The COVID-19 virus has shed light on the importance of companies that can perform the research and testing to deploy treatments that can counteract this and future pandemic scenarios.

During the last six months, the real estate needs for many commercial office tenants, as well as hospitality and retail giants, have ground to a halt. However, the construction, leasing and funding of life sciences has remained steady in New York City.

This is primarily because lab work necessitates appropriate space and cannot be performed at home, and as such, the demand for life sciences real estate remains high. Additionally, growth-stage life sciences companies are typically planning for the next two-three years, and thus tend to take on more space than they currently need.

The growth in this industry greatly benefits New York City, as life sciences companies tend to offer high-paying jobs that enable their employees to live in New York City.

Since March 20, when the city shut down, there has been a continued high level of interest in leasing at major life sciences properties in the city, such as 345 Park Ave. South, owned by Deerfield Management; the Taystee Lab Building, owned by Janus Property Co.; and Hudson Research Center, owned by Silverstein and Taconic.

Hudson Research Center

345 Park Avenue South is a 12-story, 300,000 s/f building in Midtown. The building was previously office and retail—Deerfield is investing $635 million to convert the building to a life sciences campus. In addition to the $635 million, Deerfield intends to commit more than $2 billion in research and funding by 2030 to develop much-needed new and innovative medicines and treatments.
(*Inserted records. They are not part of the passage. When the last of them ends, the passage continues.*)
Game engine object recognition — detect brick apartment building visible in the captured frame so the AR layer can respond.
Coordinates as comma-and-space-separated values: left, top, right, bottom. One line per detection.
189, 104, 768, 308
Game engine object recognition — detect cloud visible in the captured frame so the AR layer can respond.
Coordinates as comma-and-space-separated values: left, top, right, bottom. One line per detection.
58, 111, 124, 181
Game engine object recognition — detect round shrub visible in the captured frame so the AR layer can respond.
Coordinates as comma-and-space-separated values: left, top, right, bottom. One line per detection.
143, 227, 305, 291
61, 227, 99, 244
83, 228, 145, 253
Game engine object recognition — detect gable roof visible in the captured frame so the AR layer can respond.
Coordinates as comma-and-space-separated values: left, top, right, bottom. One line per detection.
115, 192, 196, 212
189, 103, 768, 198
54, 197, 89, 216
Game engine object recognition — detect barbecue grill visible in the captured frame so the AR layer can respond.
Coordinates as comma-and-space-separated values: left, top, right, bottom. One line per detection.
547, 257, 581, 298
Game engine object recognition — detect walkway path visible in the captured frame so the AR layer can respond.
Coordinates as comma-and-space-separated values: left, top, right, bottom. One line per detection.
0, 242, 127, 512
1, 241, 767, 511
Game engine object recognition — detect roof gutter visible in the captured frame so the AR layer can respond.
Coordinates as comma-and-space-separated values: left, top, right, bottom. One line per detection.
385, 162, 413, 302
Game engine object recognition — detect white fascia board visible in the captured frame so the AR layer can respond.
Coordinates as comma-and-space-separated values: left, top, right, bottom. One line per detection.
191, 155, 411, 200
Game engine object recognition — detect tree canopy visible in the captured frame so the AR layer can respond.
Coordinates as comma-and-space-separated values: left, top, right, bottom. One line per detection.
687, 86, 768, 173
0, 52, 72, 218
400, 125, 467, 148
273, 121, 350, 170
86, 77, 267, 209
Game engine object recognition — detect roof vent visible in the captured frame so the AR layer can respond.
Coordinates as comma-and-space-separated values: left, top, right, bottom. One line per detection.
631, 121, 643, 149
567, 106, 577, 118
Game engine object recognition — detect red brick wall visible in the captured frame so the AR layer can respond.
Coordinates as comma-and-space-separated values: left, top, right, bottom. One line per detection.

Life sciences companies have very specific needs, and as evidenced by the commitment of real estate management companies like Deerfield, retrofitting existing properties can be expensive. Concerns for safe air handling of biotoxins, proper lab space for research and facilities that can accommodate pharmaceutical manufacturing can be very technical and building guidelines must be stringently adhered to.
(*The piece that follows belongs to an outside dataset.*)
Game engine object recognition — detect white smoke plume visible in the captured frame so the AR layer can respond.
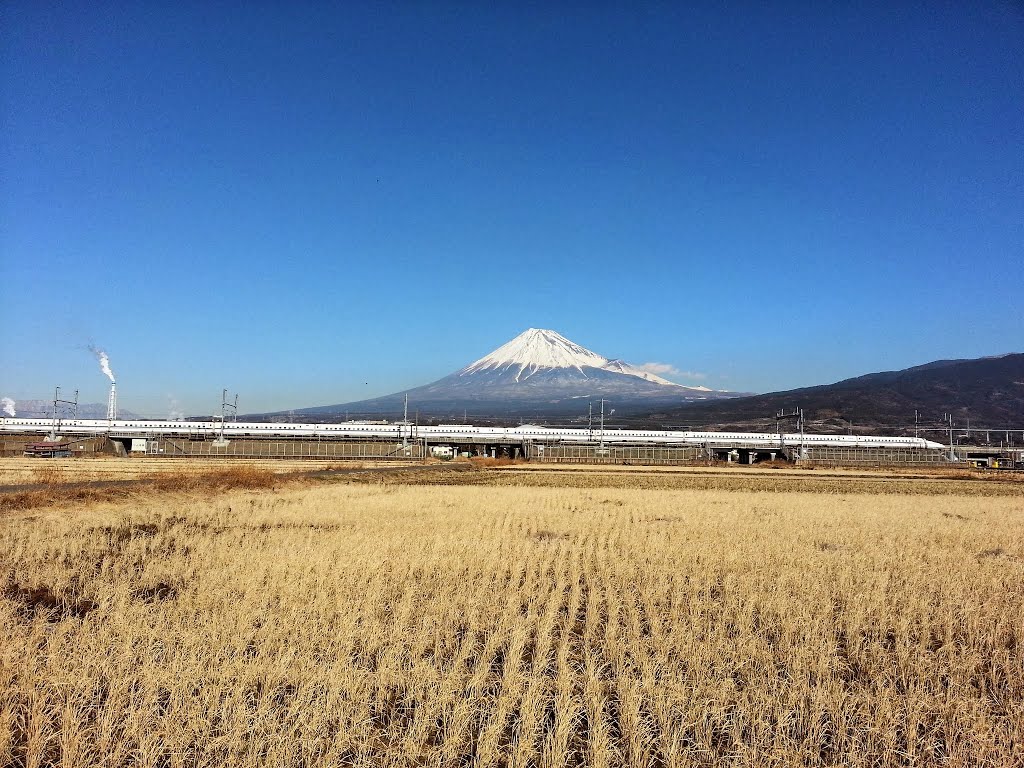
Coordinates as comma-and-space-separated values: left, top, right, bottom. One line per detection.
1, 397, 15, 417
167, 396, 185, 420
88, 345, 116, 382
However, the high demand for these spaces presents an opportunity for New York City’s real estate market to rebound from the COVID-19 crisis and contribute to improved global health.
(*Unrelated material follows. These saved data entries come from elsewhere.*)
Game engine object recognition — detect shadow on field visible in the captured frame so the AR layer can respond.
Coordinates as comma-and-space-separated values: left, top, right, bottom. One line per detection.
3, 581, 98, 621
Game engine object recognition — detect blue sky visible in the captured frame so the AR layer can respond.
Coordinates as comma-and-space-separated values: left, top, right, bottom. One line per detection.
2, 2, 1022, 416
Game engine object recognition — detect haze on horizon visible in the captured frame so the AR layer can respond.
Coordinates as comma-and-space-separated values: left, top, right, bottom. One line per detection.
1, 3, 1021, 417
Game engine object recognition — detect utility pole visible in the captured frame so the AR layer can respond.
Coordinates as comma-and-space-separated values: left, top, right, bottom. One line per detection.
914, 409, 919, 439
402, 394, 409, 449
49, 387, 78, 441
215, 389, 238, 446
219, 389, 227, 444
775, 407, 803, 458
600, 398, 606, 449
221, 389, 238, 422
The flurry of activity in the life sciences sector during the pandemic has been a silver lining in an otherwise bleak landscape for real estate owners. Building owners should consider updating their properties to make them attractive to life sciences tenants as a vacancy strategy, and investors should consider New York City’s commitment to life sciences when revamping strategies in today’s environment.

The real estate market may be experiencing a dramatic shift, but the outcome could see New York City emerge as a global leader in life sciences.

*Erin Kiernan is a Senior Manager in the Real Estate Group at Marks Paneth LLP.